To progress towards adaptive DBS, we must conceptualize it from the start as a multifactorial system. The challenges in this field are many, from hardware constraints to software needs, requirements of high amounts of data and the development of personalized models with clinical validation. Nevertheless, the technology has shown promising results and the associated improvements in the patients’ quality of life should encourage the device manufacturers to continue pushing for aDBS systems.
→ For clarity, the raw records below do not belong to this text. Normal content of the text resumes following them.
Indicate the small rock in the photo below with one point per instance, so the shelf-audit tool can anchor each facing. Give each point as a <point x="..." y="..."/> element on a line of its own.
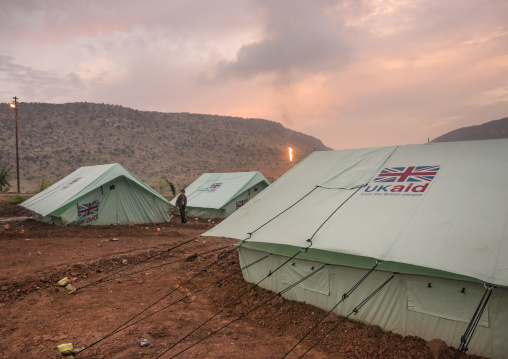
<point x="144" y="343"/>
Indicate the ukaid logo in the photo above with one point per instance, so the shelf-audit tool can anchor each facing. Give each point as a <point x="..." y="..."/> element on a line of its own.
<point x="213" y="187"/>
<point x="241" y="203"/>
<point x="402" y="181"/>
<point x="88" y="212"/>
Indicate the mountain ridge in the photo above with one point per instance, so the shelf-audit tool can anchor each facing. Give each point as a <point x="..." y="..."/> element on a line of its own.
<point x="56" y="139"/>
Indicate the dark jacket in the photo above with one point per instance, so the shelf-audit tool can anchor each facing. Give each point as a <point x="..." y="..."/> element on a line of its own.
<point x="181" y="201"/>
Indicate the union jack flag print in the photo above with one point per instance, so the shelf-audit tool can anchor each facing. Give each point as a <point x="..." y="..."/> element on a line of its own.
<point x="241" y="203"/>
<point x="88" y="209"/>
<point x="408" y="174"/>
<point x="213" y="187"/>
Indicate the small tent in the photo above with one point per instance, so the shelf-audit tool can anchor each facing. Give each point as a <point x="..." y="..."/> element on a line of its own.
<point x="217" y="195"/>
<point x="95" y="195"/>
<point x="436" y="214"/>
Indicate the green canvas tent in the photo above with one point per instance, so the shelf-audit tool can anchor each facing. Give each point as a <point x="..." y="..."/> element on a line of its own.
<point x="217" y="195"/>
<point x="102" y="194"/>
<point x="437" y="214"/>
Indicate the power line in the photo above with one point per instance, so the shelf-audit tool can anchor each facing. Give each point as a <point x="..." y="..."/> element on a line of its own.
<point x="354" y="311"/>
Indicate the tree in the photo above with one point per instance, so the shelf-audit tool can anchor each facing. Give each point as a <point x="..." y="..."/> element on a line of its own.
<point x="5" y="176"/>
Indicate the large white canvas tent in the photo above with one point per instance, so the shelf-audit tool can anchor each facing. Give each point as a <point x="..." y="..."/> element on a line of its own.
<point x="94" y="195"/>
<point x="217" y="195"/>
<point x="437" y="214"/>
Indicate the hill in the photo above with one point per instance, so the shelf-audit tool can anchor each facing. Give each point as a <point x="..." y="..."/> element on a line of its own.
<point x="487" y="131"/>
<point x="56" y="139"/>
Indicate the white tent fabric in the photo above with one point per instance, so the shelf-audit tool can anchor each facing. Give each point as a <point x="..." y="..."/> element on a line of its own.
<point x="102" y="194"/>
<point x="437" y="214"/>
<point x="456" y="222"/>
<point x="215" y="195"/>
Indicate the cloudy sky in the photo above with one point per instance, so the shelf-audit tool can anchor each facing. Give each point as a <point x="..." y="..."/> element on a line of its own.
<point x="354" y="73"/>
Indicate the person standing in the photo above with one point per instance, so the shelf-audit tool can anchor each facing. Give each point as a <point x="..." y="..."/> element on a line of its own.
<point x="181" y="203"/>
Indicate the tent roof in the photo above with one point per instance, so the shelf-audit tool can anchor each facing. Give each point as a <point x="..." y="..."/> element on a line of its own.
<point x="200" y="195"/>
<point x="458" y="223"/>
<point x="55" y="199"/>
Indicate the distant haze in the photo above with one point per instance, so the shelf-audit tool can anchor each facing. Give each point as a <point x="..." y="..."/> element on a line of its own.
<point x="353" y="73"/>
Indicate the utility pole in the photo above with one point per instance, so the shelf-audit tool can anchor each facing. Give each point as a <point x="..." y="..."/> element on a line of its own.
<point x="15" y="107"/>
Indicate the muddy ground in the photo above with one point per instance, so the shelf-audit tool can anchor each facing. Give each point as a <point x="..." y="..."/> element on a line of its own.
<point x="36" y="314"/>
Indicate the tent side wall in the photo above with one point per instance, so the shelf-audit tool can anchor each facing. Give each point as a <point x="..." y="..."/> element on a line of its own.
<point x="407" y="305"/>
<point x="245" y="196"/>
<point x="118" y="201"/>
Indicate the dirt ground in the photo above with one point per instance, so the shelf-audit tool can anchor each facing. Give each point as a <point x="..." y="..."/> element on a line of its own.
<point x="36" y="314"/>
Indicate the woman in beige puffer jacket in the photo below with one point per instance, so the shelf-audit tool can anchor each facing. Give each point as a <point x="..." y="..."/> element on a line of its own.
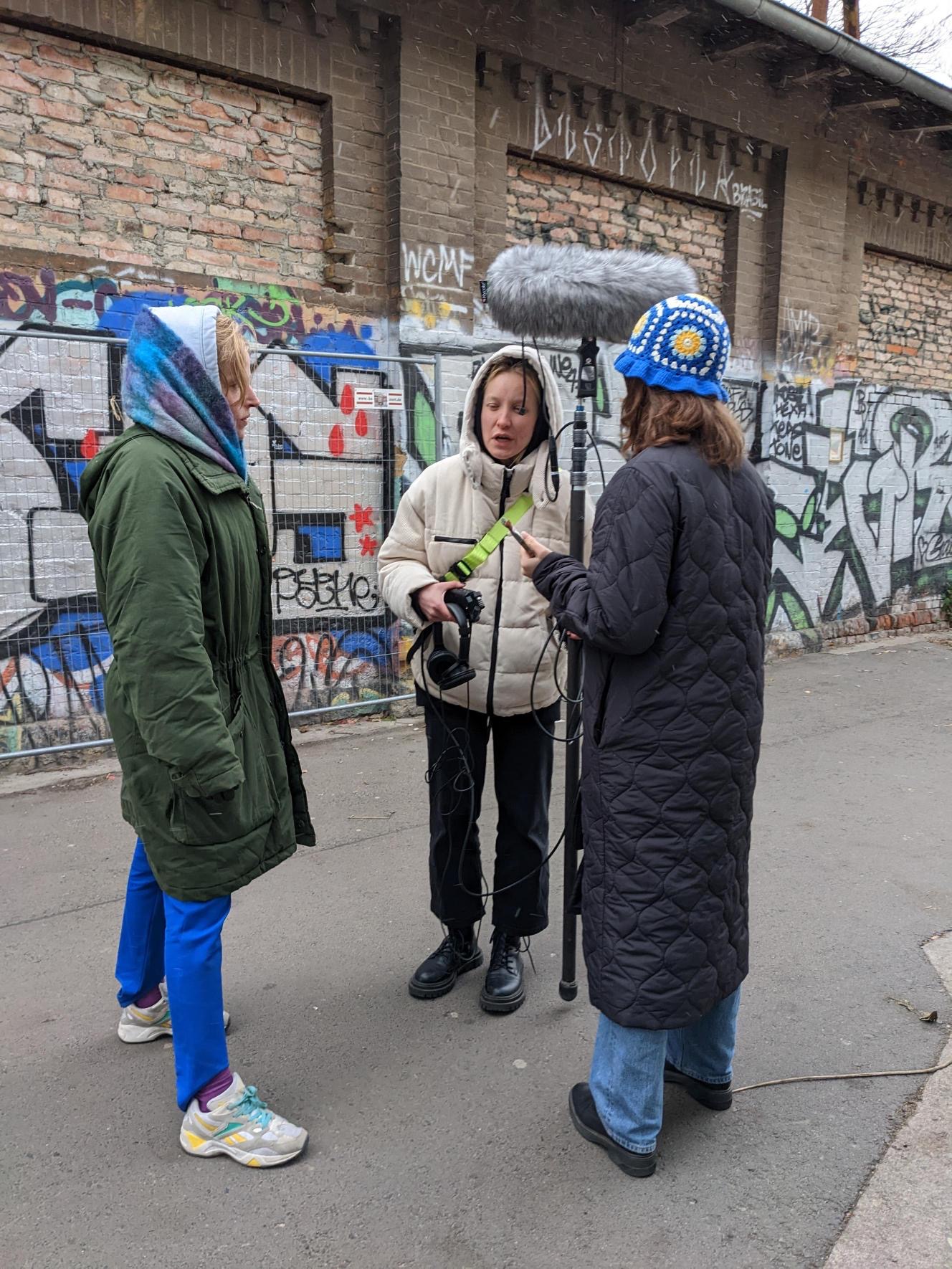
<point x="512" y="410"/>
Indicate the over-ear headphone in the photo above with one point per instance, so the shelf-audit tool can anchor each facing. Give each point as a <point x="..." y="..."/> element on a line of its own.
<point x="452" y="669"/>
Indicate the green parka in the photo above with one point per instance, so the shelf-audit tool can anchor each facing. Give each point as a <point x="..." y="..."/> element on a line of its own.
<point x="211" y="781"/>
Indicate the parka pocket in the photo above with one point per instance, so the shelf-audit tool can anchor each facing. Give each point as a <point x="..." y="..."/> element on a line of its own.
<point x="207" y="822"/>
<point x="599" y="725"/>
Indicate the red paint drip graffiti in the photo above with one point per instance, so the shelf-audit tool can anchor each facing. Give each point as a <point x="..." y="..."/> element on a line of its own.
<point x="362" y="517"/>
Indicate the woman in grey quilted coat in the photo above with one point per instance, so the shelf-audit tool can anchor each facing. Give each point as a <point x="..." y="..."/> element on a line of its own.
<point x="672" y="616"/>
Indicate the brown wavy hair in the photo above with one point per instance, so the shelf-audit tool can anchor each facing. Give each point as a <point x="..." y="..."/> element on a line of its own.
<point x="655" y="417"/>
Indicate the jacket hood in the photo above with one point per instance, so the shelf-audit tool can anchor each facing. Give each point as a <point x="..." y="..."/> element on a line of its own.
<point x="480" y="466"/>
<point x="171" y="382"/>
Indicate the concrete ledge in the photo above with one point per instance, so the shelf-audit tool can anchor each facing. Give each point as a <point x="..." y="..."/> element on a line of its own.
<point x="13" y="783"/>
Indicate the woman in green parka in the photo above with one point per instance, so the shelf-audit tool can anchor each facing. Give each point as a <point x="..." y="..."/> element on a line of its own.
<point x="211" y="781"/>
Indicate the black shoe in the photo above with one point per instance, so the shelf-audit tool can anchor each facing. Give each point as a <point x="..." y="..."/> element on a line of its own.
<point x="456" y="954"/>
<point x="503" y="992"/>
<point x="715" y="1097"/>
<point x="588" y="1122"/>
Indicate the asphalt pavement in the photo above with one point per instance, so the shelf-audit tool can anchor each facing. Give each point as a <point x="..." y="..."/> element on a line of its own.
<point x="439" y="1136"/>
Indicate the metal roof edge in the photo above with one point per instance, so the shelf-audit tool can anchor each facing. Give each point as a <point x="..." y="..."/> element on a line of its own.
<point x="833" y="44"/>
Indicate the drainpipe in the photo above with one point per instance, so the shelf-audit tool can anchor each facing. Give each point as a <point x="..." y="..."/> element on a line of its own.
<point x="833" y="44"/>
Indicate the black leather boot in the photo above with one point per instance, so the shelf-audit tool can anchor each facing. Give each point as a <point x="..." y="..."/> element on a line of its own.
<point x="715" y="1097"/>
<point x="456" y="954"/>
<point x="504" y="990"/>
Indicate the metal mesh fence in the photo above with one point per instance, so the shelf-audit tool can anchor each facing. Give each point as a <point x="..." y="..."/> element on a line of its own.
<point x="335" y="439"/>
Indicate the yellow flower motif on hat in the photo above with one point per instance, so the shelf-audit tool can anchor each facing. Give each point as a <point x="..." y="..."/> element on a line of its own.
<point x="688" y="342"/>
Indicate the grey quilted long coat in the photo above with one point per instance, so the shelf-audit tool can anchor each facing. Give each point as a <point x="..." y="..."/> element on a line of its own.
<point x="672" y="614"/>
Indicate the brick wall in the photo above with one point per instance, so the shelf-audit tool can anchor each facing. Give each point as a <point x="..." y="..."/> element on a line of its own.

This work reviews the available research on ML implementation towards aDBS in PD. Its implementation is possible throughout all the stages of DBS therapy, and in particular towards biomarker identification/selection—that may be patient-specific—and to post-operative DBS programming, using biomarker levels and adjusting a large number of stimulation parameters. The latter may particularly benefit from ML application, due to its ability to perform complex mappings between stimulation parameters and biomarkers information. Nevertheless, there are still many open challenges that need to be addressed regarding the use of ML on aDBS. Large datasets and long-term studies, carefully planned and collected, are needed for accurate model development. The application of ML extends to the IPG hardware management whose battery duration, memory space and computational power may also benefit from its use. A key challenge is the pressing need for a better fundamental understanding of PD and of the DBS physiological mechanisms. Although ML methods provide powerful descriptive models to deal with complex data and systems, alone they are not sufficient to obtain the optimal aDBS system, presenting the need for a multidisciplinary effort, covering computational and clinical sciences. Nevertheless, these technologies have shown potential to improve patients’ quality of life. This fact alone should encourage the investment in future aDBS, not only for PD but for other neurologic disorders.